Desain istana presiden di ibu kota baru Kalimantan Timur mendapati hujan kritik dari para arsitek maupun ahli perencanaan tata kota.
Salah satu kritik mengarah pada bentuk bangunan istana berbentuk Burung Garuda. Pihak asosiasi Arsitek menganggap bentuk ini merupakan simbol yang tidaklah mencirikan kemajuan peradaban bangsa Indonesia di era digital.
Selain itu, fokus lain yang menjadi perbincangan adalah soal keamanan. Sekretaris Jenderal Ikatan Arsitek Indonesia (IAI) Ariko Andikabina pun mempertanyakan aspek penting ini.
“Ada pertanyaan seolah-olah ini bangunan kaca semua, kalau sebelumnya saya dapat penjelasan atau teks menyebut tingginya hampir 80 m setara hampir 20 lantai. Sisi keamanan kepala negara gimana itu, orang penting di negeri ini harus diamankan dengan cara baik,” katanya kepada CNBC Indonesia, Kamis (1/4/21).
Ada kekhawatiran dengan bangunan setinggi itu untuk istana presiden, maka ada kekhawatiran bahwa keamanan kepala negara menjadi kurang terjaga. Ariko mengambil contoh bagaimana negara lain jarang yang menggunakan objek tinggi sebagai istana negara.
“Pada bangunan yang keamanannya tinggi, itu bangunannya jarang tinggi. Misal istana presidensial di banyak negara. Apalagi tubuhnya kaca, kita bicara pengamanan kepala negara,” paparnya.

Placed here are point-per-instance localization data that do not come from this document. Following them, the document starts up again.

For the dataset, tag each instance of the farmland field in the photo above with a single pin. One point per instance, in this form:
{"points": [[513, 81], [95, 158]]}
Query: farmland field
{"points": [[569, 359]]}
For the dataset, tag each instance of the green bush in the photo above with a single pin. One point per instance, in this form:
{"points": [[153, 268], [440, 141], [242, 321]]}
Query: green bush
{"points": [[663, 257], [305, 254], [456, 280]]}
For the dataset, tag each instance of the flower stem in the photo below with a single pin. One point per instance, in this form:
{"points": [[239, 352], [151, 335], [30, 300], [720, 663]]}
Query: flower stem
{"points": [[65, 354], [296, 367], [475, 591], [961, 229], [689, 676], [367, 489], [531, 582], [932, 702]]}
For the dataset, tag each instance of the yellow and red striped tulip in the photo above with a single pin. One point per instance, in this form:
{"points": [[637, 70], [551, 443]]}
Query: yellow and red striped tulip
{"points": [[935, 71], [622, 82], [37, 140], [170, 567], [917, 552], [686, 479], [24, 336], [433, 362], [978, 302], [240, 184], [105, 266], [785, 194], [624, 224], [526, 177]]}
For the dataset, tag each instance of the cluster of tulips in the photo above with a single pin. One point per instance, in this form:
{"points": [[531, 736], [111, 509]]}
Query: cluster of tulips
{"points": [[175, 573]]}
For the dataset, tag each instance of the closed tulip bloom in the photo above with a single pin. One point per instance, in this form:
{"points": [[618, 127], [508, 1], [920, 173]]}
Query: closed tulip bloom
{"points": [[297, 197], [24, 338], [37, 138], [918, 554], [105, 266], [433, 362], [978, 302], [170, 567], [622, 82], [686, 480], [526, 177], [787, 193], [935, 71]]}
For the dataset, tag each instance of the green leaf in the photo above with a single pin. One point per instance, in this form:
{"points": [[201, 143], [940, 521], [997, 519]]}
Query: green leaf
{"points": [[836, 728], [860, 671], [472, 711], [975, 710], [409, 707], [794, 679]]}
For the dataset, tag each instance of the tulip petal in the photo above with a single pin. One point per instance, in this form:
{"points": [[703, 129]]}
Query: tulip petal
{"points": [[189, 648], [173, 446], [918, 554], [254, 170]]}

Suara protes mengenai arsitektur ini datang dari beberapa asosiasi sekaligus, yakni Asosiasi Profesi Ikatan Arsitek Indonesia, Green Building Council Indonesia (GBCI), Ikatan Ahli Rancang Kota Indonesia (IARKI), Ikatan Arsitek Lanskap Indonesia (IALI), dan Ikatan Ahli Perencanaan Wilayah dan Kota (IAP), merilis pernyataan protes beberapa hari lalu.